Balanced Budget Amendment

Just so we’re clear here, the Balanced Budget Amendment now being focused upon by Republicans is a phenomenally bad idea.

First, Norm Ornstein (former guest speaker of the NCSU PS department, and more notably, resident scholar at AEI).  Ah, forget the long quote– I’ll summarize.  1) In a downturn of course we need counter-cyclical spending.  You need to borrow to do that.  Every advanced economy in the world does this.  2) The level of spending called for in the Amendment means that even Paul Ryan’s draconian cuts wouldn’t be draconian enough.  Ornstein’s summary:

That this amendment has been endorsed by all 47 Republicans in the Senate, and that a dozen Republicans have pledged not to increase the debt limit without the amendment, are sad commentaries on our politics. But the effects should this amendment be adopted would be frightening.

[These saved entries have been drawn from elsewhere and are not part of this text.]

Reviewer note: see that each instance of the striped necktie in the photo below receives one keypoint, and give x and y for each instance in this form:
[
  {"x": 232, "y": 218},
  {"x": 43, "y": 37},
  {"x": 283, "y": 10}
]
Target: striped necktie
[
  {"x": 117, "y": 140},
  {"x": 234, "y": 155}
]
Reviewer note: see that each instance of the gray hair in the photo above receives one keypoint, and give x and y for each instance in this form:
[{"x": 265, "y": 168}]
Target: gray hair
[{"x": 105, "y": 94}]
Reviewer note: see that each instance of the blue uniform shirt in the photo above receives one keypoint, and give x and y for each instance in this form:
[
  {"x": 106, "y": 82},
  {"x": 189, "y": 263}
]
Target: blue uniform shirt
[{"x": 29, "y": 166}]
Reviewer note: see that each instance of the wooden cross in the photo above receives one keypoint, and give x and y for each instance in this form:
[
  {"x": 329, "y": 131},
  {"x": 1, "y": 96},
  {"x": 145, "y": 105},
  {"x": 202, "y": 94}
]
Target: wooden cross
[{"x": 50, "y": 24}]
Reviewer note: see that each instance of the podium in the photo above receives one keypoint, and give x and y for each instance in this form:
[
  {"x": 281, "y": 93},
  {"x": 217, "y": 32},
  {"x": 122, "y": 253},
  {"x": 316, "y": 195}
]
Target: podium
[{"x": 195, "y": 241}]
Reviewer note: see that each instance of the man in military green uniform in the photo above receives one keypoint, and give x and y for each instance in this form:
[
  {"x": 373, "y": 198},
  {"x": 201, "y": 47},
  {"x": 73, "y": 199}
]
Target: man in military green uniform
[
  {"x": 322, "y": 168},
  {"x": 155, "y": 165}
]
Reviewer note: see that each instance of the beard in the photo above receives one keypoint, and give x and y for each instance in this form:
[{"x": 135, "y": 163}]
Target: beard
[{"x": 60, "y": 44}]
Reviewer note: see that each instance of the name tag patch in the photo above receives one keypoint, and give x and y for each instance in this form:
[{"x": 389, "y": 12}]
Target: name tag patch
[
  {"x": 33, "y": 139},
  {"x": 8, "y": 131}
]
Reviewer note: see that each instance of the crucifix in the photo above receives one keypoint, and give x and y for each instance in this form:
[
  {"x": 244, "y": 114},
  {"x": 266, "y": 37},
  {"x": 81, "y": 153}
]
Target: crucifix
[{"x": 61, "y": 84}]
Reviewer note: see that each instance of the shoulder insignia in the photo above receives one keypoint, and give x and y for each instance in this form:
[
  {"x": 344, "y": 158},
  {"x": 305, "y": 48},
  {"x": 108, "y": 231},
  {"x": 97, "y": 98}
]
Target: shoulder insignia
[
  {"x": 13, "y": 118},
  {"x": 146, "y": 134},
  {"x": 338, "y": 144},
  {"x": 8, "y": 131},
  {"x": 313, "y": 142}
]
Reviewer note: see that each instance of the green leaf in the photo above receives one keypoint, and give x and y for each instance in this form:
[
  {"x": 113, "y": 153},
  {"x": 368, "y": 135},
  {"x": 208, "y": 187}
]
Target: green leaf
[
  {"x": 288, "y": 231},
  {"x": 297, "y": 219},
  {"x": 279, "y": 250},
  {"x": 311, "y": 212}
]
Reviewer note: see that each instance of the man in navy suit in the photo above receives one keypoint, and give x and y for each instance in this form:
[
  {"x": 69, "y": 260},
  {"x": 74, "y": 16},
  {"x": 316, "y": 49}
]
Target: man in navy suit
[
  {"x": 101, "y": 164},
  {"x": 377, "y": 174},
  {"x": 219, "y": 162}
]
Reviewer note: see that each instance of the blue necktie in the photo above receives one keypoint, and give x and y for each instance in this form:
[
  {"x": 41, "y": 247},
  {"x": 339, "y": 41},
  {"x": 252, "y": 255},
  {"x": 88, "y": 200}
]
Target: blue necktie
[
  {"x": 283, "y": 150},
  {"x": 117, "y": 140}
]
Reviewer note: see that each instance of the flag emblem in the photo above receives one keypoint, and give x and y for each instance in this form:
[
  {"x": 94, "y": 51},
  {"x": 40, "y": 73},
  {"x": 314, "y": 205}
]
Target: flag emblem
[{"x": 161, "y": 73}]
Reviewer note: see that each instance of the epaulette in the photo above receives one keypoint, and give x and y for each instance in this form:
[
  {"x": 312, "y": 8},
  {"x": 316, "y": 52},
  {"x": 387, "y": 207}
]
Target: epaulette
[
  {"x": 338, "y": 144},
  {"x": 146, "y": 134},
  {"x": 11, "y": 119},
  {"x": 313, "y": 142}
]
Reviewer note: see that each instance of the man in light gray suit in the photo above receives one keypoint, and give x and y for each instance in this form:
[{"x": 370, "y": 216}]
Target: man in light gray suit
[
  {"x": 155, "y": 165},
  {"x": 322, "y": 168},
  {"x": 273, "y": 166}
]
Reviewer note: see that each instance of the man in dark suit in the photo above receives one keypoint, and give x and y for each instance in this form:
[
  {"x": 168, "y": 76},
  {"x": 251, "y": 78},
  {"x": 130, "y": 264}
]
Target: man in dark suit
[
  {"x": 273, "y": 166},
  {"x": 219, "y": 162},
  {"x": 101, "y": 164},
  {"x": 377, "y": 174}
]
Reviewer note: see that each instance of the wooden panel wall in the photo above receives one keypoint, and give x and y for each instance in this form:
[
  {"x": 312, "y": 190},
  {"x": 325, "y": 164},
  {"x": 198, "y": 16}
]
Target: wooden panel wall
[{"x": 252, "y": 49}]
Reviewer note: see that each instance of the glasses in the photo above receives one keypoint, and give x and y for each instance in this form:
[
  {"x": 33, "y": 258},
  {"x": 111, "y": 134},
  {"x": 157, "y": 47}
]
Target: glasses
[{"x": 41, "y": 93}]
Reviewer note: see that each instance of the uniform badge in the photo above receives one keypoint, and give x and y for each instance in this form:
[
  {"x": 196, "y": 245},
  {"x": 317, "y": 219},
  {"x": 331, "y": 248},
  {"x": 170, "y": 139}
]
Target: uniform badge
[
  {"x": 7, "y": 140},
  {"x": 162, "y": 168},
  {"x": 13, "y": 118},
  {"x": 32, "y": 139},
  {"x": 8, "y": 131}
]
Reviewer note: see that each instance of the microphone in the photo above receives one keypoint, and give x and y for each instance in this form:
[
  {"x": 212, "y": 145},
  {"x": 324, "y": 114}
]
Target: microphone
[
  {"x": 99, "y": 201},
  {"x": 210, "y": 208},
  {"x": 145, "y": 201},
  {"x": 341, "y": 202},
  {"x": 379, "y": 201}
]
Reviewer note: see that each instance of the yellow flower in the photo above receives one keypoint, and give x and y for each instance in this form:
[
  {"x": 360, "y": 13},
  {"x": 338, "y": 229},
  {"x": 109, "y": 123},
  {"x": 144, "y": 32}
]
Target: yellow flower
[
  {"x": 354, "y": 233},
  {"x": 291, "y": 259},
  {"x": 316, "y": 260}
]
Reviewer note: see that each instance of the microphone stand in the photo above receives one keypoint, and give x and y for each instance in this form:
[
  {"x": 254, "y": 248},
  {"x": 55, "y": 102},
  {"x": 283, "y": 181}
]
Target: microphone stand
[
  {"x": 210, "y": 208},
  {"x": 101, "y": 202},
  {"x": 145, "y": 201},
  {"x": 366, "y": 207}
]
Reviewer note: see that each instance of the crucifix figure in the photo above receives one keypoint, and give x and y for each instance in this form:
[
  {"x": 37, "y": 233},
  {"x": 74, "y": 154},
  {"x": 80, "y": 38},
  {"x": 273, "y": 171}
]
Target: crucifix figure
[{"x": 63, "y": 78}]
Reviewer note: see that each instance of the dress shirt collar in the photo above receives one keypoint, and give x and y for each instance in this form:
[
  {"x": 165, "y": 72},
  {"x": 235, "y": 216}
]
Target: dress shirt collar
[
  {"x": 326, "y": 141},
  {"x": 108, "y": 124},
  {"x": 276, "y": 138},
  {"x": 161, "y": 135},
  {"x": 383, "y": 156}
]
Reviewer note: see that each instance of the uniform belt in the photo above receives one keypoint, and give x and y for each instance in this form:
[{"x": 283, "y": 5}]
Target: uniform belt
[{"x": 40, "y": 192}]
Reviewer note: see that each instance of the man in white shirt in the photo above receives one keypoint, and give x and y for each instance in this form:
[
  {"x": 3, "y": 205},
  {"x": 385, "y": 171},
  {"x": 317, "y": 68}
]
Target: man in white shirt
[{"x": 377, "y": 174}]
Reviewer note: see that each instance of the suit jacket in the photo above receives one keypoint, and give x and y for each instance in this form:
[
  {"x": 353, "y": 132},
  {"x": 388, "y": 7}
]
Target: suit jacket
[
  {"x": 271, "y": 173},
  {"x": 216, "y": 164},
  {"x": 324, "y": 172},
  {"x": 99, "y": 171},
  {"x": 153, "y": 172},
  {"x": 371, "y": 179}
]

One mistake there, though…  this is a sad commentary on The Republican Party.

From an entirely different perspective, David Kendall and Dahlia Lithwick have a great place in Slate about how this particular amendment would make the founders roll over in their graves:

A balanced budget amendment sounds like a great idea—until you read a little U.S. history and count all the times America spent more in a fiscal year than it raised in taxes and why that was necessary for our very survival. As this article published by the Constitutional Accountability Center (which one of us helped write, and which our piece relies on) makes clear, debt helped fund the War for Independence, complete the Louisiana Purchase, and preserve the Union during the Civil War. Debt not only helped us weather the Great Depression; it also gave us the tools we needed to emerge victorious from two world wars…

It’s fairly certain that George Washington and the other Founders gathered in Philadelphia in 1787 would be appalled by the Lee amendment…

Moreover, in creating a supermajority requirement, the sponsors of the Balanced Budget Amendment do violence to another central tenet of the framer’s project: The need for majority rule. The Founders made majority rule the default rule for our democratic Constitution…

Finally, in a Constitution filled with broad principles of governance, the amendment’s arbitrary spending limit of 18 percent of GDP—an awkward and unworkable figure—would stick out like a sore thumb.

Short version (yeah, after a long post): Balanced Budget Amendment is bad policy, contrary to our Constitution and political traditions, and just plain dumb.  Not really that surprising that this is what the contemporary Republican party is pushing.